# MASTERED the SmokeDaddy



## fwismoker (Jan 12, 2013)

Long but worth it for Smoke daddy users. 

I hope this helps other people that have complained about creosote build up. I have experimented with it now for about 3 uses.

1st round i had a drippy sticky mess.

2nd round was much better but had sticky mess and build up in my exhaust to the smoke box.

Round 3 was zero creosote build up and completely dry in the exhaust entering the smoke box and perfect thin blue smoke. Best of all i have NOTHING to clean but the inside of the top cap and i could have skipped that!

This might be old hat to some but was new to me, TREAT THE SMOKE DADDY AS A MINI FIRE PIT (build a small hot fire)  I'll list some of the things i did because i don't want anyone to go through that messy tar crap that i experienced in the first couple of tries. 

1) I only use 2 fuels, chips and lump charcoal. Don't use pellets!

2) Take top and bottom cap off, drop some of the broken lump charcoal in and light with a propane torch for 30-60 seconds and until it's really going. Put in the air line with pump on high leaving the caps off for a few minutes. 

3) Replace top and bottom caps and let that thing get smoking hot for a while..an hour should be fine, build up an nice base of red hot coals and after you get that drop a little lump over the top. 

4) Start by just dropping just a few chips in at a time but turn the air down to low.  If you do it right it'll be kicking a nice stream of thin blue smoke.

Nothing wrong with always mixing a little broken lump charcoal with wood chips anytime you feed it but after a while chips should suffice.

Start your hot or cold  smoking at this point.

Those few wood chips you dropped in will basically turn to lump charcoal after a while which is what you want.  Any time you peek in the chamber and it's looking low or your smoke isn't what you'd like then just give it a little stir ( i use my grill fork) and toss in a few more. (Anytime i stirred it i pulled the airline off) I also took the bottom cap off and tapped it from the bottom knocking any ashes down. 

 Many have talked about the A Maze N smokers.

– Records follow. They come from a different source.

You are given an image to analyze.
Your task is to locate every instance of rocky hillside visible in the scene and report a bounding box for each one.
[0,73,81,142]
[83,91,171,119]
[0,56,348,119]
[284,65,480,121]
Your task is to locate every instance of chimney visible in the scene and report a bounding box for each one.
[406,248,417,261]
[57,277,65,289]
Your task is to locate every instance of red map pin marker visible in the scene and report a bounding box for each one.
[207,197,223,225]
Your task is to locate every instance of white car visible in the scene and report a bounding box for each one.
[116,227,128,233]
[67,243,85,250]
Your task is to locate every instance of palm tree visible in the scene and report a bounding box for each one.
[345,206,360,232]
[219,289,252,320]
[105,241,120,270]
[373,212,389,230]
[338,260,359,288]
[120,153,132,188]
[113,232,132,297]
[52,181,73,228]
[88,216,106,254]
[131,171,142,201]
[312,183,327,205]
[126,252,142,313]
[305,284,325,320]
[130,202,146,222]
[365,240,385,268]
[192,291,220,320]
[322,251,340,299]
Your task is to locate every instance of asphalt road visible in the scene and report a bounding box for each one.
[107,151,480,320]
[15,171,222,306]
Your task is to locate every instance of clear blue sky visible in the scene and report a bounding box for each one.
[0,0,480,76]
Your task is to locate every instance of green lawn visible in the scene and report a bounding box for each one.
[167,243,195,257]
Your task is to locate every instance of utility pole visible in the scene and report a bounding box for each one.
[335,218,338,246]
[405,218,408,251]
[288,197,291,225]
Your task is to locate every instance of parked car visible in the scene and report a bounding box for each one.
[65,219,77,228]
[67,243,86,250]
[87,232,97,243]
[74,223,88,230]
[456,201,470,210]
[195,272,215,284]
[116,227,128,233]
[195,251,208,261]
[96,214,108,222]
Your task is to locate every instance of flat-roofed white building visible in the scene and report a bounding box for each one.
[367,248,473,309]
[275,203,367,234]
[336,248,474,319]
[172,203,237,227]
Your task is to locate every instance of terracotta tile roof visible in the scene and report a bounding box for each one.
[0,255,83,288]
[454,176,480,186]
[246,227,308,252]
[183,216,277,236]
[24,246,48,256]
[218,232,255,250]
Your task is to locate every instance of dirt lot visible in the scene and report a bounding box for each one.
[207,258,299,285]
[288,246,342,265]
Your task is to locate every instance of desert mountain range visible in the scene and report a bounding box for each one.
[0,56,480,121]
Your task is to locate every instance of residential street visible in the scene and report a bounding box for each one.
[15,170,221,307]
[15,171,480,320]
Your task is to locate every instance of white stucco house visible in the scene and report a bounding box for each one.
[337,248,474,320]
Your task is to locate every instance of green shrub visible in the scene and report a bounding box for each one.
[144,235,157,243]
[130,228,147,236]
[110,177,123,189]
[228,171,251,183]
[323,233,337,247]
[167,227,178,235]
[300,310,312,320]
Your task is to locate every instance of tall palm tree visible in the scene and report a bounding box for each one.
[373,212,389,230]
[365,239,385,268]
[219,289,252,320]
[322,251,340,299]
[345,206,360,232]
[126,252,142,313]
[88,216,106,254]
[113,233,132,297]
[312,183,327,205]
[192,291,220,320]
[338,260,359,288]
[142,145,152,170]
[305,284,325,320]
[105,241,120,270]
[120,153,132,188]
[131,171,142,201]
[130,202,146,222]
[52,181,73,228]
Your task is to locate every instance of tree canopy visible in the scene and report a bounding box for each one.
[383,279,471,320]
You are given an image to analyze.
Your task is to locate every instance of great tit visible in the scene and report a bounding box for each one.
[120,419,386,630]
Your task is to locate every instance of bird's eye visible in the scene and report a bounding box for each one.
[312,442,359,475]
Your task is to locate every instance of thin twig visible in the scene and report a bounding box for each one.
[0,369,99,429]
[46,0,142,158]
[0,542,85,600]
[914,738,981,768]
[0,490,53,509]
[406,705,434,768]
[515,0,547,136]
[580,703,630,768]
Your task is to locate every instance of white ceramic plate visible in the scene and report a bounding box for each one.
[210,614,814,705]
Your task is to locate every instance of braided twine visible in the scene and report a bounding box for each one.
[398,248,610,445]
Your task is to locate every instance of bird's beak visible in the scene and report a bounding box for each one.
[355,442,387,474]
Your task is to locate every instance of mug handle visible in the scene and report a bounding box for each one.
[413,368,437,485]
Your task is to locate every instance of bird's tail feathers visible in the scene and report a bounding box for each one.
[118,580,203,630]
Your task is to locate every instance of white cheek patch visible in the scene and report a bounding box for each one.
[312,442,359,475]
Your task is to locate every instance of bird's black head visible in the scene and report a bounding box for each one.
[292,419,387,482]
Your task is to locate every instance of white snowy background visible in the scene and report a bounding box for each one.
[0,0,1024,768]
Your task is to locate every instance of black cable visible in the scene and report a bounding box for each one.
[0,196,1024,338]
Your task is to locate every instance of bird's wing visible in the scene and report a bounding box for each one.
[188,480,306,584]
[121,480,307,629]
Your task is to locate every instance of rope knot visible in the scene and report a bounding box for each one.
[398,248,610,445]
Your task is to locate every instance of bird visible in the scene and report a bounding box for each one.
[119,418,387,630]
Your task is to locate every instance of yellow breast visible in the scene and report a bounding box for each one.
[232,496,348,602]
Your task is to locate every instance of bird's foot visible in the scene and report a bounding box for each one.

Actually i am ordering a 6 " Tube for my combo charcoal and gas grill, for my setup it should be perfect for getting some extra smoke in those situations.   As far as my smoker goes i'm not changing a thing, I love the taste of the lump charcoal with the wood chips.  Any problems or questions please ask.  I hope this helps!


----------



## fishwrestler (Jan 12, 2013)

Sounds like some good advice. I have a home made smoke daddy, but once I started using my A-maze n smoker machine I have note used it once.

This information will sure help other owners

Thank you for taking the time to do this.

Robert


----------



## kstone113 (Oct 3, 2019)

R
 RCAlan
  - you might find this useful with your new Magnum P.I.G.


----------



## RCAlan (Oct 5, 2019)

kstone113 said:


> R
> RCAlan
> - you might find this useful with your new Magnum P.I.G.



Thanks Kstone113...  I just found this while doing some more research.  Thanks again.

Pellet Pro Austin XL and a few more mods...  in SoCal and Always...  Semper Fi


----------